- Originally published in The Washington Post on September 8, 2003 Copyright 2003
By Courtland Milloy
In the District, President Bush
serves as commander in chief of the
D.C. National Guard, the way governors do in their states. So you might
have expected him to show up yesterday at the funeral for Spec. Darryl
T. Dent, 21, the D.C. guardsman who was killed recently in Iraq.
Canaan Baptist Church, where Dent's funeral
was held, is at 16th and Newton streets NW, not five miles from the
White House. Bush could have jogged to the wake, had a courier drop off
flowers and a card or, at the very least, telephoned the slain
soldier's family.
Call Bush AWOL, missing in action -- or just too busy fundraising. But he blew it.
"We
haven't heard from him or the White House, not a word," said Marion
Bruce, Dent's aunt and family spokeswoman. "I don't want to speak for
the whole family, but I am not pleased."
Several District officials attended the funeral,
including Mayor Anthony A. Williams and D.C. Del. Eleanor Holmes
Norton. Dent is to be buried today at Arlington National Cemetery.
During
a nationally broadcast speech last year, Bush referred to Williams as
"my mayor." That being the case, he could have attended Dent's funeral
as a simple gesture of sorrow over the death of a neighbor who also
happened to be a soldier under his command.
Of course, that would not have been as stylish as, say, staging a
landing on an aircraft carrier.

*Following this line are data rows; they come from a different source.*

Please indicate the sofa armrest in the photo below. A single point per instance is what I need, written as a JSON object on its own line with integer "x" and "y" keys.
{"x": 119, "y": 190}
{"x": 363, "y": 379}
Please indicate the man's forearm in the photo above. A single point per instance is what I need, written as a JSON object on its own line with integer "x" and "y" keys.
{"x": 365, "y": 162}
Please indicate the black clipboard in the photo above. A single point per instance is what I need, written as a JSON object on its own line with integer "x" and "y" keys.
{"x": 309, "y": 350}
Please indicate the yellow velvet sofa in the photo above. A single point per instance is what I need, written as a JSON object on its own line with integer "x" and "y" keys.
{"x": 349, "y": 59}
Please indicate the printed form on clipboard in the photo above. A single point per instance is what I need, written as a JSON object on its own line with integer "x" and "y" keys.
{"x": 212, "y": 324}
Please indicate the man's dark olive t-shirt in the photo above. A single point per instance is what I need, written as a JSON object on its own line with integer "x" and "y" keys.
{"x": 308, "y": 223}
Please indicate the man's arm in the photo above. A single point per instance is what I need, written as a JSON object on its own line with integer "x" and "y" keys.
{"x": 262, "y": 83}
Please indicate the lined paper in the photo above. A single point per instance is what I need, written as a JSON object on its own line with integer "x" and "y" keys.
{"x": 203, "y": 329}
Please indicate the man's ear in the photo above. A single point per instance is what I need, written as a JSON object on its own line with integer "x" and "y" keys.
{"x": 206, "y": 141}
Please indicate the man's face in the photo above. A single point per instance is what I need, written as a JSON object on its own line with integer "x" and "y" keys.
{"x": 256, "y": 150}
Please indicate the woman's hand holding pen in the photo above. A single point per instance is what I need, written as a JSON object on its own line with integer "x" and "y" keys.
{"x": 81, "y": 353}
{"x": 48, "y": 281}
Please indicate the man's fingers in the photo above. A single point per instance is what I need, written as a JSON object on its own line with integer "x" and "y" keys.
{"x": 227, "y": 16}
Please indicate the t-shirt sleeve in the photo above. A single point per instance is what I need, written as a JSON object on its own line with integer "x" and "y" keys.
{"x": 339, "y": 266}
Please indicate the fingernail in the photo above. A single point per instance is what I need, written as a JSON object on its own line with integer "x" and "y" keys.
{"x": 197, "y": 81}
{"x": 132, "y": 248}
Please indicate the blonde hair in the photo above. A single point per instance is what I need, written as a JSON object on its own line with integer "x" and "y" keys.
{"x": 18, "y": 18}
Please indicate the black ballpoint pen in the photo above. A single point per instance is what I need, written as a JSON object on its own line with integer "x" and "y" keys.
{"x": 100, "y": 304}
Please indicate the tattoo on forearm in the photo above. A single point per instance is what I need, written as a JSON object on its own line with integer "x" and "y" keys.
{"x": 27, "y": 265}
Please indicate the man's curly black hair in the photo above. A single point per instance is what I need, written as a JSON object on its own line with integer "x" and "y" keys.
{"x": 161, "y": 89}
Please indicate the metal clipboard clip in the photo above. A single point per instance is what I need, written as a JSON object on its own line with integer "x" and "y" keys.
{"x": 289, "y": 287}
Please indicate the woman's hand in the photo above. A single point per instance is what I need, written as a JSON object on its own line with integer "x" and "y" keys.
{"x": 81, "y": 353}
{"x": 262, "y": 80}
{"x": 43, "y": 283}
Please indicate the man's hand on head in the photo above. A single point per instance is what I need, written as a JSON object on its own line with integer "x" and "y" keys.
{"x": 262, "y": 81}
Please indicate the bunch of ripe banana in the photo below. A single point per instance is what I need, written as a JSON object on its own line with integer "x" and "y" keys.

And being seen at a soldier's funeral
probably wouldn't make it look like the war was over, as Bush declared
on the flight deck of that ship.
But it would have been the right thing to do.
Perhaps Bush could not figure out a way to make political hay out of
Dent's funeral -- although he does seem to have a knack for turning
sorrow over the casualties of war into talk of more war.
In
March, he and British Prime Minister Tony Blair held a news conference
at Camp David at which they reportedly "exchanged condolences" over
each other's war dead, but then they went on to declare that they would
stay the course -- no matter how much blood is shed.
If
Bush appears to treat the loss of human life like a lost pawn on a
chess board, he has certainly created the backdrop for such
perceptions. With tax cuts for those already at the peak of the
nation's economy and high unemployment for those in the pits -- to say
nothing of the deceptions used to justify a war that has so far
produced little more than fat contracts for Bush's fat-cat friends --
Bush has demonstrated his obvious disdain for average Americans.
During
a visit to Walter Reed Army Medical Center earlier this year, Bush
dropped in on Michael McNaughton, a platoon sergeant in the Louisiana
National Guard who lost a leg when he stepped on a land mine in
Afghanistan. Bush reportedly invited McNaughton to go for a jog with
him once he received his artificial leg.
Surely,
there are better ways for a president to show concern for injured
veterans -- such as advocating for better health care benefits instead
of opposing them, as the Bush administration does.
For
the most part, Bush's appearances in unofficial Washington nearly
always involve using the city as a backdrop for some political scheme.
He'll visit a private school to promote school vouchers or a public
school during Black History Month to show black voters he cares.
But
he missed the opportunity -- if not the obligation -- to show respect
for an African American who proudly gave his life in a war that the
vast majority of African Americans oppose, including many of the
residents in the city where Dent grew up.
It's
one thing for Bush to ignore the District, where he received only about
9 percent of the vote; it's something else altogether when that city
has sent a disproportionately high percentage of its young men and
women into the military.
Dent's elected representative in Congress could not even vote on the
question of going to war. Had Bush attended the funeral, he might at
least have seen the contradiction in Dent's casket -- a man who died
trying to bring democracy to Iraq while being disenfranchised at home.